In that article, there is some wired concept that I can't understand, please see the section named "Dependent variables and change of variables".
In that section, there is an equation appeared with short comment about it, "This follows from the fact that the probability contained in a differential area must be invariant under change of variables. That is, (and the equation appeared)"
I can't understand what that equation means and the sentence "the probability contained in a differential area must be invariant under change of variable", especially the "invariant under change of variable". Why the probability must be invariant under change of variable? and what is the change of variable?
Could anybody give me some insight to understand that equation?
The wording is kind of throwing me off, but I think I get.

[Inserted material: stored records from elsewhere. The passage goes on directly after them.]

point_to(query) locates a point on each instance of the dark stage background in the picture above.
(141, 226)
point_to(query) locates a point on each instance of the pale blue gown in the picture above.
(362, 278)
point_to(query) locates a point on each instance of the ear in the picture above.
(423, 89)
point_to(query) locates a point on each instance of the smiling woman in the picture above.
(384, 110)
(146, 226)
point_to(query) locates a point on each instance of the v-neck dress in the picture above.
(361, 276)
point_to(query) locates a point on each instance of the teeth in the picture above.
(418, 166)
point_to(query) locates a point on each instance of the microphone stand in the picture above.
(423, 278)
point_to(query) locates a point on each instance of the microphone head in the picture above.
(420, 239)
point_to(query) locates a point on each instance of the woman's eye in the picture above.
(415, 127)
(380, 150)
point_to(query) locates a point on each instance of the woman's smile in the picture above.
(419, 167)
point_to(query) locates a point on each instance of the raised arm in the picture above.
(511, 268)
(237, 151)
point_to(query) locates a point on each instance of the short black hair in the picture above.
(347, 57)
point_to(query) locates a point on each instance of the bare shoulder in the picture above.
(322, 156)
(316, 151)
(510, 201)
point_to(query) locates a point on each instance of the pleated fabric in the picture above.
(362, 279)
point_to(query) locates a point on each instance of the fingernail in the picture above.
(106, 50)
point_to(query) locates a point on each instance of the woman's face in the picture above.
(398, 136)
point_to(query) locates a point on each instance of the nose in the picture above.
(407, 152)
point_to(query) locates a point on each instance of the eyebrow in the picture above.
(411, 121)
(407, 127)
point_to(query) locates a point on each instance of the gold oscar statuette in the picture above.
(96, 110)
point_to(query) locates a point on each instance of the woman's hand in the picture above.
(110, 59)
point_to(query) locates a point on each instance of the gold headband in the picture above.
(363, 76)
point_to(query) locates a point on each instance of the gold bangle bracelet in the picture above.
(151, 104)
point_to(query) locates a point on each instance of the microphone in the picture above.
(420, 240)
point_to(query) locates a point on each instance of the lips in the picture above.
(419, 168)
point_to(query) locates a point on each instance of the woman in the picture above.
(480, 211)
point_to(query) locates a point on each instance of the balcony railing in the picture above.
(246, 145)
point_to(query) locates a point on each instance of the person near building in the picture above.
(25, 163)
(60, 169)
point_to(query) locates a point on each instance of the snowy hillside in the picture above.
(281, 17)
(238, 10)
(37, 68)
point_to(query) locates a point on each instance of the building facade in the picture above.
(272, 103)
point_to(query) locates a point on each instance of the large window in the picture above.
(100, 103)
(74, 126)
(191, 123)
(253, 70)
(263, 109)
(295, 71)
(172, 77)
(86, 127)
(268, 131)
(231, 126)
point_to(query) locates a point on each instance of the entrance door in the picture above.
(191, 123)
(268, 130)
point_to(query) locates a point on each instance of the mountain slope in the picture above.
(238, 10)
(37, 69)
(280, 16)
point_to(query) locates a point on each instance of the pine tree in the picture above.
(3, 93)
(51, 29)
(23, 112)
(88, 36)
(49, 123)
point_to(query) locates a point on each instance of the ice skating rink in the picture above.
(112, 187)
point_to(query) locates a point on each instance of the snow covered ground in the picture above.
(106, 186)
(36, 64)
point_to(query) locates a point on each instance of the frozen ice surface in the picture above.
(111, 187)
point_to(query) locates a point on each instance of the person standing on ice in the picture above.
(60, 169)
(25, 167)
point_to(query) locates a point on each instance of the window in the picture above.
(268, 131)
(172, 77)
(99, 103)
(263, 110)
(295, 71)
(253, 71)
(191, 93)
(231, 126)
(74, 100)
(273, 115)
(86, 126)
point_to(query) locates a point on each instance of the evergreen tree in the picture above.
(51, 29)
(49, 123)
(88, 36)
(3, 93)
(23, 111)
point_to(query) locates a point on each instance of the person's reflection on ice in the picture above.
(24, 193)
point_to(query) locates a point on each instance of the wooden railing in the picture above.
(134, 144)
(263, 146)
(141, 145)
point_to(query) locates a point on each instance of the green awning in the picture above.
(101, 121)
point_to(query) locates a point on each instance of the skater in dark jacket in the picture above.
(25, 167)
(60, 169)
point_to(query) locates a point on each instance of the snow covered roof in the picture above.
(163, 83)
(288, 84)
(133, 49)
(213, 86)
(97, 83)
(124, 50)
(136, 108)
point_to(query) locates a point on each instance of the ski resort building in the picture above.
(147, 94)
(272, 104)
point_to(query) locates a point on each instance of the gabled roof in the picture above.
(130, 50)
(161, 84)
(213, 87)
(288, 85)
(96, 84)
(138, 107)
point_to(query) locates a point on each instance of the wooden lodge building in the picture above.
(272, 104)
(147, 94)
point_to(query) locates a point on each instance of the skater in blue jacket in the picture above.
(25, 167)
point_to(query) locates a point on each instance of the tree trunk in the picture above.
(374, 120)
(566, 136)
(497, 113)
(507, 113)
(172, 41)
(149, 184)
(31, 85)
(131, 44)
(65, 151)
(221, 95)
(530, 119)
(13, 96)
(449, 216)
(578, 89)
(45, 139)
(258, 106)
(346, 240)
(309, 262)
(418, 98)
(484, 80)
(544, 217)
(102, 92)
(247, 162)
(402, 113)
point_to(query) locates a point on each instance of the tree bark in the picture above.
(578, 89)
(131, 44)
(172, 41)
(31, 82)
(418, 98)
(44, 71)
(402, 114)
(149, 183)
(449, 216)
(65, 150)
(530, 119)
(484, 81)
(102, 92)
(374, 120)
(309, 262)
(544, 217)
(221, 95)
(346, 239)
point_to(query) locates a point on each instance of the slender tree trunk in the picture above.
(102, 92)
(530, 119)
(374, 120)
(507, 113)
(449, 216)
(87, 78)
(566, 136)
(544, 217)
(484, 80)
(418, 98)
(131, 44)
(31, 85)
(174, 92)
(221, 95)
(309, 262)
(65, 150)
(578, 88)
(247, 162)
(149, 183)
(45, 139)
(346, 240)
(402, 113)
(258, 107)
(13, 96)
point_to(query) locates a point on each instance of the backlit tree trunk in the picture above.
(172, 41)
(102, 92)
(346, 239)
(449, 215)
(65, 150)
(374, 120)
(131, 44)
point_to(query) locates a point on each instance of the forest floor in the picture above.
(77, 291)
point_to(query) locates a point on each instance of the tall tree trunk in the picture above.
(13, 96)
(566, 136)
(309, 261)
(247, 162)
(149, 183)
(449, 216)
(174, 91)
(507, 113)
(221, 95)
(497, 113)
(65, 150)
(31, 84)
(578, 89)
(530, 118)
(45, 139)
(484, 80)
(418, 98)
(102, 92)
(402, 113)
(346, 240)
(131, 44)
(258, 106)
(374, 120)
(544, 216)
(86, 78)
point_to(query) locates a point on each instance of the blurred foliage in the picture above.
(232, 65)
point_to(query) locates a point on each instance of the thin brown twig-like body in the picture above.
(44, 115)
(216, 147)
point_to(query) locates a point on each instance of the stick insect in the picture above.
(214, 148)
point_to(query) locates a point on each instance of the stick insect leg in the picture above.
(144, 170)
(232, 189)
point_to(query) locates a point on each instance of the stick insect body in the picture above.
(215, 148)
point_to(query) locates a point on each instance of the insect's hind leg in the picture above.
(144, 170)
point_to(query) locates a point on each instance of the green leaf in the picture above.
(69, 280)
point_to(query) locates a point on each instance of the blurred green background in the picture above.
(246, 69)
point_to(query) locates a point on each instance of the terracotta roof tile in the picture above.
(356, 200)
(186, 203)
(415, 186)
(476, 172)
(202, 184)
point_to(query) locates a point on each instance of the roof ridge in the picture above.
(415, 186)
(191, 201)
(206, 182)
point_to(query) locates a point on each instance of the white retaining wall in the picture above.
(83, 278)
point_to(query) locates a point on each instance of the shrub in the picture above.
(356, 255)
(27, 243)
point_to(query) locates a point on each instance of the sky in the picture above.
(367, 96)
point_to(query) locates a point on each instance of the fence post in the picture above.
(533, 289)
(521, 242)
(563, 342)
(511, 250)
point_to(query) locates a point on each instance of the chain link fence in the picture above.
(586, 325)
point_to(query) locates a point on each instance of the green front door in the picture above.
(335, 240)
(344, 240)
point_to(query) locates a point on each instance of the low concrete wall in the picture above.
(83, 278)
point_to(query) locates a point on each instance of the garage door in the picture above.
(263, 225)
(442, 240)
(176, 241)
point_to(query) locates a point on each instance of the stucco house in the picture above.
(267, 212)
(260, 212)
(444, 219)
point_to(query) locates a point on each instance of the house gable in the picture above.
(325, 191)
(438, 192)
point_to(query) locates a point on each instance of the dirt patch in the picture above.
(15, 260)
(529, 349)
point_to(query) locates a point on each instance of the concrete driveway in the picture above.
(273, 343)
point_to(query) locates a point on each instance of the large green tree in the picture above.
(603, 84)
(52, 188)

The probability of $x$ being in the infinitesimal area $dx$ is $f_X(x)dx$, because the first term $f_X$ is the probability density and the second term $dx$ is the surface of the infinitesimal area. If $g(x)$ maps values of the variable $x$ in $dx$ to values in the area $dy$, then the possibility of $y$ being in $dy$ would have to be equal to the possibility of $x$ being in $dx$. Hence
$$ f_Y(y)dy=f_X(x)dx $$
Note that the probability is expressed as a product $f_X(x)dx$ only because $dx$ is considered "small enough" for the value of $f_X$ to be considered a constant. If the area was not infinitesimal, you would have to integrate $f_X(x)dx$ over it.